CLEMSON -- In the middle of the fourth inning Sunday, Clemson baseball coach Jack Leggett huddled his Tigers in the first-base dugout for a rare timeout of sorts, a chance to rebuke and refocus like one might see on the sidelines during March Madness.

The frustration had been building for some time.

The Tigers entered Sunday's series finale against Boston College, losers of six of their last eight games.

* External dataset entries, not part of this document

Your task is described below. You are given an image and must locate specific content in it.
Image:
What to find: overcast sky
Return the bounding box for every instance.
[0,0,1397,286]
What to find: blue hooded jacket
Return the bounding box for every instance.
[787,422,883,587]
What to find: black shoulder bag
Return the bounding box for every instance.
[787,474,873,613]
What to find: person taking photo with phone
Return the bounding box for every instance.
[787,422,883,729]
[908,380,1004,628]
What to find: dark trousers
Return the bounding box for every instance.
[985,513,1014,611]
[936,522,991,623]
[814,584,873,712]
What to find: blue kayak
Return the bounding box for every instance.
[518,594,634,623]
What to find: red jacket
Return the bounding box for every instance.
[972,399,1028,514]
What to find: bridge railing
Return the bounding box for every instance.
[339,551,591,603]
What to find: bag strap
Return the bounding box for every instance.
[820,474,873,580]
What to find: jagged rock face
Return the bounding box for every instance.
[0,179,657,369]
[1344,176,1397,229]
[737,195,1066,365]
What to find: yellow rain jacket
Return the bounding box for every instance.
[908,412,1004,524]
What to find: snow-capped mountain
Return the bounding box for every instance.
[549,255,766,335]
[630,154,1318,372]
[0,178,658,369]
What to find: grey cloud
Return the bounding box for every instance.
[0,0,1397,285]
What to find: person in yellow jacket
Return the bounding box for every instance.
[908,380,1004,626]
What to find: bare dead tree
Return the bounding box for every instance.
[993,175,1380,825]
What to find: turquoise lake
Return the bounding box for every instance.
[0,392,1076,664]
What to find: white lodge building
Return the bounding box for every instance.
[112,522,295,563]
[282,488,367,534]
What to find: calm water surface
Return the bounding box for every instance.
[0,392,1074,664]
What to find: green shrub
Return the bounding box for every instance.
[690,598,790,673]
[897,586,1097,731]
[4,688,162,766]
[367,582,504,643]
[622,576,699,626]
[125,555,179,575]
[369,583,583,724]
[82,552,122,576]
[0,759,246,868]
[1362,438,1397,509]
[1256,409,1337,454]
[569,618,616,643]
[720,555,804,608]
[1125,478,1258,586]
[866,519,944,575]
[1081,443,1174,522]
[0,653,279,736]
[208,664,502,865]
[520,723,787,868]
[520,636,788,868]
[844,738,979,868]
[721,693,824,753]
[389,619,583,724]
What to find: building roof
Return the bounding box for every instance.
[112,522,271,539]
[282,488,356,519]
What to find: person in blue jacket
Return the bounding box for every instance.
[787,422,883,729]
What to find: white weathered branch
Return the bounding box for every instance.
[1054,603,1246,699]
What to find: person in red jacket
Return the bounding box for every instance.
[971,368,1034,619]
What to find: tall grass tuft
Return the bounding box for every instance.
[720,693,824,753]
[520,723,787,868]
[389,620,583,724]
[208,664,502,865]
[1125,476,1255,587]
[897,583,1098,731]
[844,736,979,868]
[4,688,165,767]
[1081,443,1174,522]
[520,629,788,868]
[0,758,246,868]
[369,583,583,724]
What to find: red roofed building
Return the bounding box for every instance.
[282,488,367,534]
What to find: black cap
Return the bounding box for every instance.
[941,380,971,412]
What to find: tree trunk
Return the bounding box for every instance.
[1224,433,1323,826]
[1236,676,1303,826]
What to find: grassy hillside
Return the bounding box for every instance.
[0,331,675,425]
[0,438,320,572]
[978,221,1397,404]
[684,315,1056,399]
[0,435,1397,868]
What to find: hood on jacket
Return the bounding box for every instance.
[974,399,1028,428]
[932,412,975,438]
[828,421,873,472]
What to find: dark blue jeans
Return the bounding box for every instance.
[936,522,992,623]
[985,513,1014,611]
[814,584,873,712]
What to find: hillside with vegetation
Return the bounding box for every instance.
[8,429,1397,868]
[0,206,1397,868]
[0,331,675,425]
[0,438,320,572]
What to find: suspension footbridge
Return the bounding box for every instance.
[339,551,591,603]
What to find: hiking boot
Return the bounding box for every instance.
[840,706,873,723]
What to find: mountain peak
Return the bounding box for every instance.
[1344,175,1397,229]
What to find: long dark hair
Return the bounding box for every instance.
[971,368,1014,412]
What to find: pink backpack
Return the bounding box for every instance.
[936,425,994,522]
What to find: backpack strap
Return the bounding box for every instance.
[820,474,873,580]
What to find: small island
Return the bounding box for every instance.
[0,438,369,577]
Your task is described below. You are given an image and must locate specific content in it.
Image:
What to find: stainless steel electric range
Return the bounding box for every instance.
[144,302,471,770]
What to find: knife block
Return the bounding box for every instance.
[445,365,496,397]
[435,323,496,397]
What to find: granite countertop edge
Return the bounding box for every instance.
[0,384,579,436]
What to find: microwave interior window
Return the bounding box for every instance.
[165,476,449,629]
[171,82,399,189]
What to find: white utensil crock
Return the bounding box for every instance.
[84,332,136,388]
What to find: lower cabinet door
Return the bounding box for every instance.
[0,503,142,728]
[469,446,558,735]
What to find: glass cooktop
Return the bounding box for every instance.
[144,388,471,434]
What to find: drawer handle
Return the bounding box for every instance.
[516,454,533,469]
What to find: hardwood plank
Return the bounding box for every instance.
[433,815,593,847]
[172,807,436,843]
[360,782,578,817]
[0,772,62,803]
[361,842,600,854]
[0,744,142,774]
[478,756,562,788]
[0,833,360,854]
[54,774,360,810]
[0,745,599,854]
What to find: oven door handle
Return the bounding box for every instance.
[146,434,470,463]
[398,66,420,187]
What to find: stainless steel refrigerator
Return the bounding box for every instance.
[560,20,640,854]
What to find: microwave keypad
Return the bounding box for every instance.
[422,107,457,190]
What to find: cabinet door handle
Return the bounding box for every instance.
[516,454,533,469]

Clemson trailed Boston College by three runs in the fourth, in danger of losing a series to a sub-.500 Boston College club.

The influence of impassioned speech can be debated, but Clemson responded by twice overcoming deficits for a 14-9 series-clinching win.

No. 16 Clemson (20-8, 9-3 ACC) also avoided its fifth home loss in six games, a stretch of futility on friendly ground occurring only twice at Clemson since 1948.

"There wasn't too much PG to it," said Leggett of his fourth-inning lecture. "It's one of those things where we had to try get their attention a little bit, try to get ourselves back on track."

The common thread during the Tigers' recent downturn was the absence of timely hitting.

Clemson hitting coach Tom Riginos said he could tell Clemson batters were pressing due to the amount of balls being beaten into the infield turf, a symptom of trying to do too much with the bat.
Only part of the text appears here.